Before joining the enemy, we must first complete the target shooting, that is, we must first know how to judge whether the enemy is destroyed.

We use "+" to represent the target, and use the variable isKilled to record whether it has been hit. When its value is 0, it means it has not been hit, and the target is output; Otherwise, the target will not be output.

First, define the amount about the target:

int ny = 5; //ny represents the y coordinate of the target, which is in the first line by default
int isKilled = 0; //Hit status is 0

Then output the target in the first line of the dead cycle:

if(!isKilled){
	for(j=0; j<ny; j++)
		printf(" ");
	printf("+\n");
}

Here is the judgment condition! It refers to "non", because the default isKilled is 0, which means "no", so the condition here is "non-NO", and the double positive table is negative. Then when isKilled is 1, the condition becomes "non yes", that is, the output is not executed.

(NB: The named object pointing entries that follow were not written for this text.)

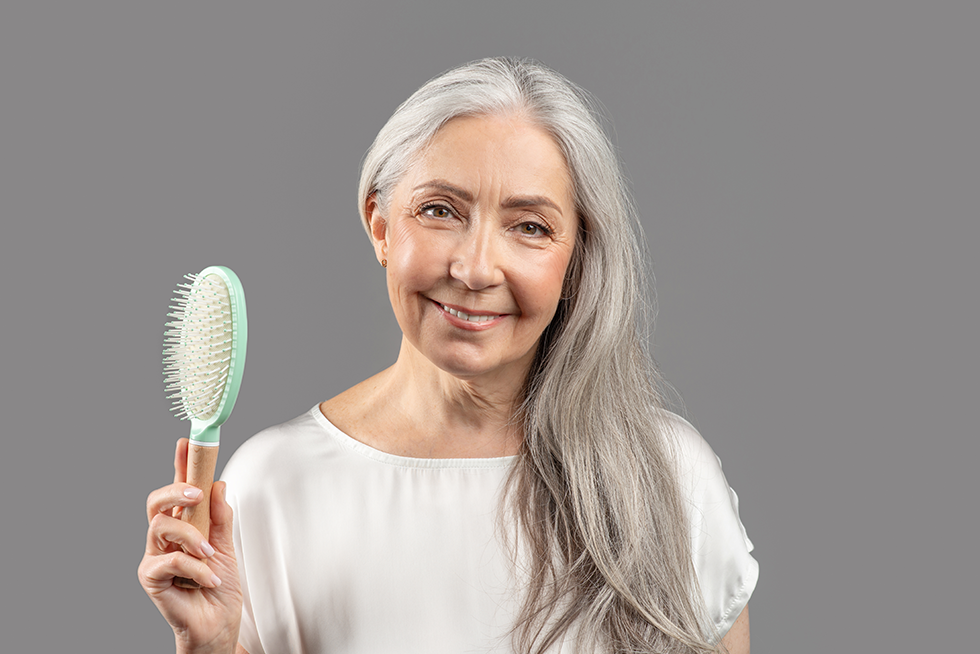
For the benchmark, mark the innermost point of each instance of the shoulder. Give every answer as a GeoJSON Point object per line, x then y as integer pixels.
{"type": "Point", "coordinates": [275, 455]}
{"type": "Point", "coordinates": [720, 548]}
{"type": "Point", "coordinates": [696, 463]}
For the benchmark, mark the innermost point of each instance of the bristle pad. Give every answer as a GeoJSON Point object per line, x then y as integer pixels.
{"type": "Point", "coordinates": [197, 347]}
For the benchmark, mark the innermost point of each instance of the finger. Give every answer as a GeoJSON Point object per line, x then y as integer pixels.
{"type": "Point", "coordinates": [158, 572]}
{"type": "Point", "coordinates": [221, 520]}
{"type": "Point", "coordinates": [180, 469]}
{"type": "Point", "coordinates": [180, 461]}
{"type": "Point", "coordinates": [164, 500]}
{"type": "Point", "coordinates": [166, 532]}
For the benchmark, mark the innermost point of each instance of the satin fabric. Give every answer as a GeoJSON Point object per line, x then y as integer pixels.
{"type": "Point", "coordinates": [346, 549]}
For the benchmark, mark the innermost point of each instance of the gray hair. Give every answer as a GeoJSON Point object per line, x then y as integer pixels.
{"type": "Point", "coordinates": [595, 491]}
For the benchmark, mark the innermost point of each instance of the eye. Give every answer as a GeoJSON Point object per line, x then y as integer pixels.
{"type": "Point", "coordinates": [533, 229]}
{"type": "Point", "coordinates": [439, 211]}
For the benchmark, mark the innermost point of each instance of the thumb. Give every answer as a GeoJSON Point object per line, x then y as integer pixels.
{"type": "Point", "coordinates": [221, 520]}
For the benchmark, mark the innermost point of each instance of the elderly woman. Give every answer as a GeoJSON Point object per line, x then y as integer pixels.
{"type": "Point", "coordinates": [511, 483]}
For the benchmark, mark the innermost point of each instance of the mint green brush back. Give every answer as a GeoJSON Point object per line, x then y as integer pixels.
{"type": "Point", "coordinates": [204, 358]}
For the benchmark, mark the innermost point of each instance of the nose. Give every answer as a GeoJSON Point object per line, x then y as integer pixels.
{"type": "Point", "coordinates": [476, 262]}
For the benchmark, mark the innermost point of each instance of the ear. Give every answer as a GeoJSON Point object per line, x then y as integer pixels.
{"type": "Point", "coordinates": [377, 225]}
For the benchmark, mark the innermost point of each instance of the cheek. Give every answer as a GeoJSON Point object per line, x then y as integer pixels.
{"type": "Point", "coordinates": [412, 262]}
{"type": "Point", "coordinates": [543, 286]}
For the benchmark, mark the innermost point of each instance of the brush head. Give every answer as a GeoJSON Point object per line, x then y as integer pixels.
{"type": "Point", "coordinates": [204, 346]}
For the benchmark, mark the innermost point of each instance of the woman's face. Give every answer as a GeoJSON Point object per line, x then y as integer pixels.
{"type": "Point", "coordinates": [477, 237]}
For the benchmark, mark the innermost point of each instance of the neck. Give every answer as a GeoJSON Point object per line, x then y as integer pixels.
{"type": "Point", "coordinates": [415, 409]}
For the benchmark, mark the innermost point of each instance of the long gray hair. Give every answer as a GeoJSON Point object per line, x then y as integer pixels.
{"type": "Point", "coordinates": [595, 492]}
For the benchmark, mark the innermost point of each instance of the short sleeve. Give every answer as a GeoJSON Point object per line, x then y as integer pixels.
{"type": "Point", "coordinates": [243, 475]}
{"type": "Point", "coordinates": [720, 548]}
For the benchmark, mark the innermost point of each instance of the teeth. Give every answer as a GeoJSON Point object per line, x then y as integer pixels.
{"type": "Point", "coordinates": [465, 316]}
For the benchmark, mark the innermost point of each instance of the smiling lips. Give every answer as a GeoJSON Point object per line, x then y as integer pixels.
{"type": "Point", "coordinates": [474, 318]}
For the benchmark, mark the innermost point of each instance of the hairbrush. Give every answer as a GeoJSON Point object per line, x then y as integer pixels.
{"type": "Point", "coordinates": [204, 357]}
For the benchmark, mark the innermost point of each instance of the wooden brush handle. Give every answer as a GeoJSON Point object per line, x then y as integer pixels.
{"type": "Point", "coordinates": [201, 461]}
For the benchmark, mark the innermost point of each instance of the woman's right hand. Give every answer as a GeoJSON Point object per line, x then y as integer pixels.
{"type": "Point", "coordinates": [205, 619]}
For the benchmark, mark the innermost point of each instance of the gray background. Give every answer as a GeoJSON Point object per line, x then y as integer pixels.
{"type": "Point", "coordinates": [807, 175]}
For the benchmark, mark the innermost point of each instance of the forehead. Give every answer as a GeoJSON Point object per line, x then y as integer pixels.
{"type": "Point", "coordinates": [508, 153]}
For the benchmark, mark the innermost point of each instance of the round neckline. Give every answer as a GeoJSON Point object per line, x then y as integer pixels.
{"type": "Point", "coordinates": [407, 461]}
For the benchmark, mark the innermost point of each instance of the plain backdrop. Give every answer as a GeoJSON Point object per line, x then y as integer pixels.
{"type": "Point", "coordinates": [806, 175]}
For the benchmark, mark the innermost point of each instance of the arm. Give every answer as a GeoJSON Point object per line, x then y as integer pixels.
{"type": "Point", "coordinates": [736, 641]}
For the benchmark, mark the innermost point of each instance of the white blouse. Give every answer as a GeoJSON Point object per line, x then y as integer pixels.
{"type": "Point", "coordinates": [346, 549]}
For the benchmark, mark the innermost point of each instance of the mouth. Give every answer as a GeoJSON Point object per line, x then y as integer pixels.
{"type": "Point", "coordinates": [474, 317]}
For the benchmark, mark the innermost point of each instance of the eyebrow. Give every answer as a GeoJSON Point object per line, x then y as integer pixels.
{"type": "Point", "coordinates": [515, 202]}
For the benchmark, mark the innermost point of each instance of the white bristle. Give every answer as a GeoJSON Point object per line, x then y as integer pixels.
{"type": "Point", "coordinates": [197, 346]}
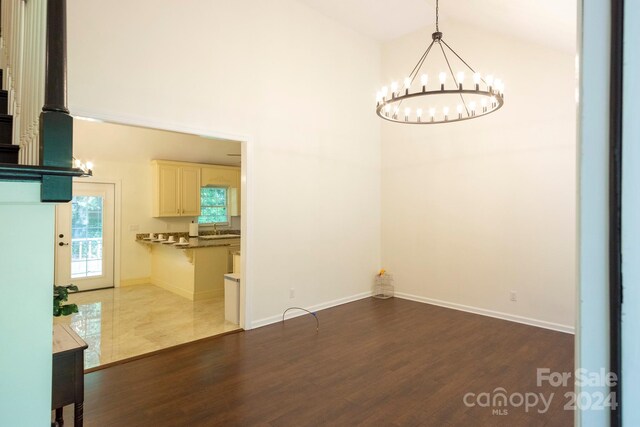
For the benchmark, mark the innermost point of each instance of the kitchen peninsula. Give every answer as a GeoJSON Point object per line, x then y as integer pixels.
{"type": "Point", "coordinates": [195, 270]}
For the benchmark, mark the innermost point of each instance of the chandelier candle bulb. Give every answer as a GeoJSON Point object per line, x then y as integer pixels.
{"type": "Point", "coordinates": [460, 79]}
{"type": "Point", "coordinates": [490, 82]}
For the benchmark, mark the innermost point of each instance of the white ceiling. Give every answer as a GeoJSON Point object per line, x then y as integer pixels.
{"type": "Point", "coordinates": [549, 22]}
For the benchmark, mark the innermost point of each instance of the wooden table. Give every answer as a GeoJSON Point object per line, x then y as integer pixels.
{"type": "Point", "coordinates": [68, 373]}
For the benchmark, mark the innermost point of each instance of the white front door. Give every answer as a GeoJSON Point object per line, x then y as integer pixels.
{"type": "Point", "coordinates": [85, 237]}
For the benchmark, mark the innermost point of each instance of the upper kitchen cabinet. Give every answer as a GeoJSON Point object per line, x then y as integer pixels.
{"type": "Point", "coordinates": [176, 189]}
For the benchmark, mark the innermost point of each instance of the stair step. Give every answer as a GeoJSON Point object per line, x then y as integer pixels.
{"type": "Point", "coordinates": [9, 153]}
{"type": "Point", "coordinates": [6, 129]}
{"type": "Point", "coordinates": [4, 102]}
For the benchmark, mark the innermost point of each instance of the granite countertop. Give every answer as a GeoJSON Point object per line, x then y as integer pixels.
{"type": "Point", "coordinates": [194, 242]}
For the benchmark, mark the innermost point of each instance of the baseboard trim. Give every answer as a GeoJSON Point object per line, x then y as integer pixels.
{"type": "Point", "coordinates": [318, 307]}
{"type": "Point", "coordinates": [134, 282]}
{"type": "Point", "coordinates": [490, 313]}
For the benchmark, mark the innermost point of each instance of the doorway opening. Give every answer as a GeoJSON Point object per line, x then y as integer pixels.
{"type": "Point", "coordinates": [147, 281]}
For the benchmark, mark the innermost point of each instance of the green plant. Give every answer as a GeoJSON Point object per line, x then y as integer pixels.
{"type": "Point", "coordinates": [60, 295]}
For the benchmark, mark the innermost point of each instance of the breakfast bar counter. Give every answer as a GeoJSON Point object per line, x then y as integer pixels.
{"type": "Point", "coordinates": [197, 270]}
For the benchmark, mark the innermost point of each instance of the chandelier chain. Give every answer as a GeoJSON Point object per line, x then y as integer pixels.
{"type": "Point", "coordinates": [454, 78]}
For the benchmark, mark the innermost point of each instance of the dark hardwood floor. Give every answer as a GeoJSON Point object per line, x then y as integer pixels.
{"type": "Point", "coordinates": [373, 363]}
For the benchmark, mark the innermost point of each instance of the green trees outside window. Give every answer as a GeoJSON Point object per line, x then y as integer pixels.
{"type": "Point", "coordinates": [213, 205]}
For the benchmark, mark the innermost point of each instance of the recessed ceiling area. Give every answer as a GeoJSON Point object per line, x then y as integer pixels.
{"type": "Point", "coordinates": [548, 22]}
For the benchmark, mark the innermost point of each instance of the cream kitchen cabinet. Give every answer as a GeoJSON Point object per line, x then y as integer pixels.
{"type": "Point", "coordinates": [176, 189]}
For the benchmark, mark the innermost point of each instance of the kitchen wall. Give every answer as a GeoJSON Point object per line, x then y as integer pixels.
{"type": "Point", "coordinates": [474, 210]}
{"type": "Point", "coordinates": [122, 155]}
{"type": "Point", "coordinates": [296, 84]}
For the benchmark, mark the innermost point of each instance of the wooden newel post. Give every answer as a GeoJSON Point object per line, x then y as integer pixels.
{"type": "Point", "coordinates": [56, 125]}
{"type": "Point", "coordinates": [55, 89]}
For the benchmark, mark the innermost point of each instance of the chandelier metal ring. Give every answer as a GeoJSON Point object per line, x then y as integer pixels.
{"type": "Point", "coordinates": [398, 116]}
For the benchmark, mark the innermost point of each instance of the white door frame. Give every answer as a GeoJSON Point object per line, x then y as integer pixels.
{"type": "Point", "coordinates": [109, 229]}
{"type": "Point", "coordinates": [630, 217]}
{"type": "Point", "coordinates": [117, 222]}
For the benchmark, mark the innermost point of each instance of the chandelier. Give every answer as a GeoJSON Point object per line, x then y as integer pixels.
{"type": "Point", "coordinates": [448, 102]}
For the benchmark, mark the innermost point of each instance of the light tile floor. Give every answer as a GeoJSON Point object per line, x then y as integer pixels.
{"type": "Point", "coordinates": [124, 322]}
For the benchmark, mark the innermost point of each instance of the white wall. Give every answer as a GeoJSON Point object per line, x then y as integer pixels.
{"type": "Point", "coordinates": [297, 85]}
{"type": "Point", "coordinates": [122, 155]}
{"type": "Point", "coordinates": [476, 209]}
{"type": "Point", "coordinates": [26, 273]}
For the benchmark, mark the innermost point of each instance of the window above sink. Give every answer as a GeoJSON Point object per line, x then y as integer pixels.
{"type": "Point", "coordinates": [214, 206]}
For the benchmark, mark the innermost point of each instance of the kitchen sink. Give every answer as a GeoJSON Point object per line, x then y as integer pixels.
{"type": "Point", "coordinates": [219, 236]}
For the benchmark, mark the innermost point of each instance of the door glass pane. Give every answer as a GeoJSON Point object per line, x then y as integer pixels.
{"type": "Point", "coordinates": [86, 236]}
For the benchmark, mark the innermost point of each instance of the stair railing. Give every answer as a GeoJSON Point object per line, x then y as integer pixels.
{"type": "Point", "coordinates": [23, 45]}
{"type": "Point", "coordinates": [33, 41]}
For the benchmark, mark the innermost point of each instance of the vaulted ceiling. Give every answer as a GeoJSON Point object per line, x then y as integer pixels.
{"type": "Point", "coordinates": [549, 22]}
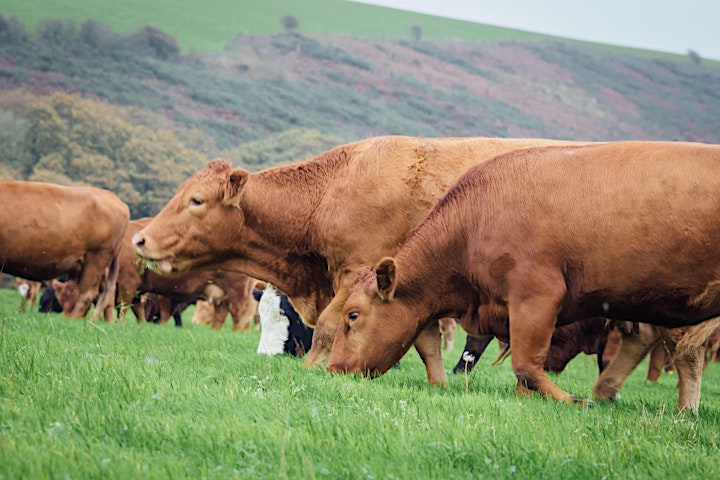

Finally, after outputting the laser, judge whether it is hit:

if(y + 2 == ny){
	isKilled = 1;
}

Here y + 2 is because the laser is output in the center of the aircraft, and there are two spaces between the center of the aircraft and the Y coordinate.

Note that this code must be inserted after the output laser and before isFire is zeroed (if isFire is zeroed first, you can hit a hammer).

Summary

Full code:

#include <stdio.h>
#include <stdlib.h>
#include <conio.h>
int main(){
	int i,j;
	int x = 5;
	int y = 10;
	char input; //Variables declared here are used to detect input
	int ny = 5; //ny represents the y coordinate of the target, which is in the first line by default
	int isKilled = 0; //Hit status is 0
	int isFire = 0; //The laser status is 0
	
	while(1){
		system("cls"); //Clear screen, Linux changed to clear
		if(isFire == 0) 
		{	//No laser, normal output blank line
			for(i=0; i<x; i++)
				printf("\n");
		}
		else
		{	//There is a laser, which outputs "|" above the aircraft
			for(i=0; i<x; i++) //First, traverse the x coordinate to ensure that there is a laser in each line above
			{
				for(j=0; j<y; j++)
					printf(" "); //Output a blank line before the y coordinate
				printf("  |\n"); //Coordinate output "|" when reaching the corresponding aircraft head 
			}
			if(y + 2 == ny)
				isKilled = 1;
			isFire = 0; //Set the value of isFire to zero after each laser output, otherwise it will be output all the time
		}
		//A cooler plane
		for(j=0; j<y; j++)
			printf(" ");
		printf("  *  \n"); //nose of an airplane
		for(j=0; j<y; j++)
			printf(" ");
		printf("*****\n"); //Aircraft body
		for(j=0; j<y; j++)
			printf(" ");
		printf(" * * \n"); //Aircraft tail
		printf("\n");
	
		if(kbhit()){ //Judge whether there is input
			input = getch();
				if(input == 'a')
					y --;
				if(input == 'd')
					y ++;
				if(input == 's')
					x ++;
				if(input == 'w')
					x --;
		}
	}
	return 0;
}

Thinking questions:
1. Hit a moving target?

At present, the game is still very simple. Don't worry. There will be more and more complex games in the future.